One of the craziest things is that Haskell has decided that type families should also be lazily evaluated. So you can hop into the interactive interpreter to inspect some types and get not-so-useful information, like

    somevar :: SomeTypeFunction (SomeTypeFunction2 Int) (SomeTypeFunction3 (SomeTypeFunction 3 (SomeTypeFunction3 String)))
which might actually evaluate to something simple like (String, Int), though you wouldn't know it without either tracing through the functions (yuck!) or writing some silly helper functions whose sole job is to force evaluation of the type functions (yuck!). I've never personally been thankful for this behavior.


Interesting. I'll try to reproduce your example. Could you make something up that I can just copy-and-paste into ghci? Thanks!

Chris Okasaki argues in "Purely Functional Data Structures" for making lazy evaluation optional, but easy to use. Some data structures have optimal asymptotics only when evaluated strictly and some only when evalutated lazily.

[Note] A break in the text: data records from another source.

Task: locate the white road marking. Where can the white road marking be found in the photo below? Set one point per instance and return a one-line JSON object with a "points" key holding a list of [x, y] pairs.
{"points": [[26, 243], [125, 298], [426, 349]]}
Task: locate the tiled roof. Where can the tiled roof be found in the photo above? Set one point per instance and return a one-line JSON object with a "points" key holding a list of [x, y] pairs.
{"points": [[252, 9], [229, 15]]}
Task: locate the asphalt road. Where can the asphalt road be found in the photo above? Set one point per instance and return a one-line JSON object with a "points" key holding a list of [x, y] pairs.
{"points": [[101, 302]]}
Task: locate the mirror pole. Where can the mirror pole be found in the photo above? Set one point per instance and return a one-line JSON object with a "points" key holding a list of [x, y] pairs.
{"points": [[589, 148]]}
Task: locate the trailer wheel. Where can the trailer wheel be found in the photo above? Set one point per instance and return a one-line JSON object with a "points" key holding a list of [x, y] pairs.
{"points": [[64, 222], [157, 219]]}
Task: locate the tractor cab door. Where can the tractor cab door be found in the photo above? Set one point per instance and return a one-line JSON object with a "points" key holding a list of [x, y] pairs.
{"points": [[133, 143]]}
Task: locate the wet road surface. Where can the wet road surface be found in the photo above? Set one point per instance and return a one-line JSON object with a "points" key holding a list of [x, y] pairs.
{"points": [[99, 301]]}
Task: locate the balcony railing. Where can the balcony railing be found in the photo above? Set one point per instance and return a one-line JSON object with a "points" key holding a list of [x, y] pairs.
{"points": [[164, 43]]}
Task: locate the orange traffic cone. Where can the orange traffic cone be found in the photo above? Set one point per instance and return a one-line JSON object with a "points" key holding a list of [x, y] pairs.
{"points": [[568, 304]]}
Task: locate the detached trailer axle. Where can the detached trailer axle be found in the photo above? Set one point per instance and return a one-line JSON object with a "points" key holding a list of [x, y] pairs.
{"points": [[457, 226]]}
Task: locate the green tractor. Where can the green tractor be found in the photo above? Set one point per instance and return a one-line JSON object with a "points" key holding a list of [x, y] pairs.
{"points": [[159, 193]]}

With better strictness analysers most of the problems lazyness is causing at the moment, may go away. A Haskell compiler is free to make your program (or parts of it) strict, if it can prove that this preserves semantics.


Here's some code:

  {-# LANGUAGE
          TypeFamilies,
          MultiParamTypeClasses,
          FlexibleInstances #-}

  data True = T
  data False = F

  class LogicOr a b where
    type Or a b
    typeOr :: a -> b -> Or a b
  instance LogicOr True b where
    type Or True b = True
    typeOr T b = T
  instance LogicOr a True where
    type Or a True = True
    typeOr b T = T
  instance LogicOr False False where
    type Or False False = False
    typeOr F F = F

  class Decide tf a b where
    type If tf a b
    nonFunctionalIf :: tf -> a -> b -> If tf a b
  instance Decide True a b where
    type If True a b = a
    nonFunctionalIf T a b = a
  instance Decide False a b where
    type If False a b = b
    nonFunctionalIf F a b = b

  whatIsMyType tf1 tf2 a b = nonFunctionalIf (typeOr tf1 tf2) a b
If we load this into ghci, we have the following example:

  *Main> :t whatIsMyType F F 2 "foo"
  whatIsMyType F F 2 "foo" :: (Num t) => If (Or False False) t [Char]
  *Main> :t whatIsMyType F F 2 "foo" :: String
  whatIsMyType F F 2 "foo" :: String :: String
In the first :t, ghci lazily (though correctly) gives us the type of whatIsMyType. In the second example, where we provide an explicit type annotation, ghci is able to (correctly) conclude that our annotation was correct by evaluating the various type functions it had given us before.


Thanks. I can reproduce your example.